Knowledge Problem

Can Arizona Become the “Persian Gulf of Solar Energy”?

Michael Giberson

Spanish company Abengoa Solar and Arizona Public Service Company have announced plans to build a large solar powered electric generator, to come online in 2011, but like many such announcements it comes with a couple of public-policy related “ifs”; they’ll build it if they get the necessary approvals from the Arizona utility regulator, and if the U.S. Congress extends the federal solar investment tax credit.

An Associated Press story described the announcement:

PHOENIX, Arizona (AP) — A Spanish company is planning to take 3 square miles of desert southwest of Phoenix and turn them into one of the largest solar power plants in the world.

Abengoa Solar, which has plants in Spain, northern Africa and other parts of the U.S., could begin construction as early as next year on the 280-megawatt plant in Gila Bend — a small, dusty town 50 miles southeast [sic] of Phoenix.

The company said Thursday it could be producing solar energy by 2011.

Abengoa would build, own and operate the $1 billion plant, named the Solana Generating Station.

Solana will be enough to supply up to 70,000 homes at full capacity.

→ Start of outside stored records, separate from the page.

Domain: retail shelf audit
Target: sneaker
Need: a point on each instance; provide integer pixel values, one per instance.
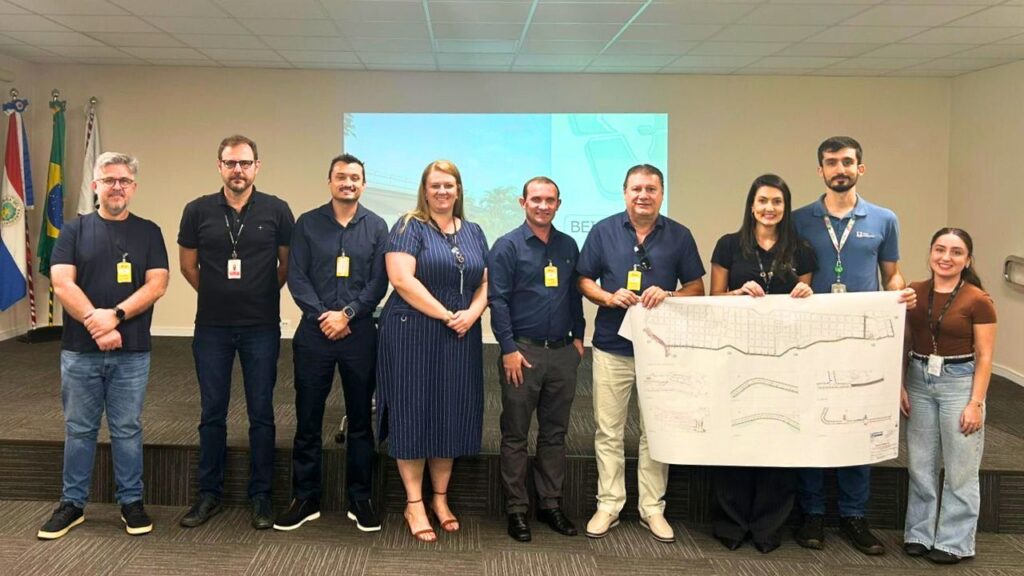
(262, 512)
(366, 519)
(298, 512)
(66, 517)
(204, 509)
(135, 519)
(811, 534)
(860, 535)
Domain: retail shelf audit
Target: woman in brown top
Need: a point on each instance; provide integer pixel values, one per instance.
(943, 397)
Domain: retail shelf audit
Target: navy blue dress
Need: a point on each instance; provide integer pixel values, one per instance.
(430, 382)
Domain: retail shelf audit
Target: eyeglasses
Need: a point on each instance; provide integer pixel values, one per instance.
(641, 253)
(245, 164)
(109, 182)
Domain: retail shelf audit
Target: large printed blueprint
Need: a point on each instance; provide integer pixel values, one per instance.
(771, 381)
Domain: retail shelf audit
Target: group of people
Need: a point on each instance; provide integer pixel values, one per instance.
(424, 357)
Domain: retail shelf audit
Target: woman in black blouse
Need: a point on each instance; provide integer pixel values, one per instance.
(766, 256)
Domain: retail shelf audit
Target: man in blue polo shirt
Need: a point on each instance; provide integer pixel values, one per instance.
(336, 276)
(639, 257)
(537, 317)
(854, 241)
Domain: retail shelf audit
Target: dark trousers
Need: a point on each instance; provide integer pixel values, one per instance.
(753, 500)
(549, 388)
(854, 490)
(315, 359)
(214, 348)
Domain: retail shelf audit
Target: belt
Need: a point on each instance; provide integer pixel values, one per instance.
(552, 344)
(960, 359)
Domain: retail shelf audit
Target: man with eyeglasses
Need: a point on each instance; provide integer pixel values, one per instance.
(337, 277)
(635, 257)
(232, 247)
(109, 268)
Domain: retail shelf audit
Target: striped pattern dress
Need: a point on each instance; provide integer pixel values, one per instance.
(430, 382)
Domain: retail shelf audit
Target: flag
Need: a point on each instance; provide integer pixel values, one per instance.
(49, 229)
(86, 197)
(15, 192)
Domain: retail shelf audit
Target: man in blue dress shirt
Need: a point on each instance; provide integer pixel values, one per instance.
(337, 277)
(639, 257)
(854, 240)
(537, 317)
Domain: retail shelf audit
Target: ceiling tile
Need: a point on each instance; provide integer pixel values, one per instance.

It won’t be Abengoa’s first solar project in Arizona. Since 1999 the company has operated a 17,000 square foot solar powered hot water system serving a federal prison complex. The system is said to have reduced overall electric consumption at the facility by about 10 percent.

The AP story quoted Arizona governor Janet Napolitano as saying, “There is no reason that Arizona should not be the Persian Gulf of solar energy.”

It is always tempting to “do the math” when a politician makes such, um, enthusiastic claims.

Well, why not? Let’s see: Three square miles yields a 280 MW capacity plant. Using the 70,000 homes number, a little calculation gives a 38 percent capacity factor for the plant, so that implies the plant will produce about 932,000 MWh per year. If Arizona is going to become the “Persian Gulf” then they must be a net exporter of solar, meaning they first serve all the state’s own consumers and have power left over to export. If all of the state’s electric power needs were generated using similar technologies and assuming constant economies of scale, it would take about 236 square miles (or about 1.2 percent of the land mass in the state) to accommodate the necessary solar power plants.

So 236 square miles of Arizona would, on the assumptions listed, get self-sufficiency from solar. Presumably a “Persian Gulf” would be a big exporter of power, not just self sufficient. Here the calculations rapidly get crazy (i.e., over 36,000 square miles of land), depending on just what you think a “Persian Gulf of solar energy” means, and that doesn’t include the land needed for additional transmission lines.

Nowhere in the article does it say just how expensive the new solar plant will be, but given that the project hinges on regulatory approvals and continuation of the federal solar investment tax credit, we can assume it isn’t yet competitive with other commercial electric generation technologies.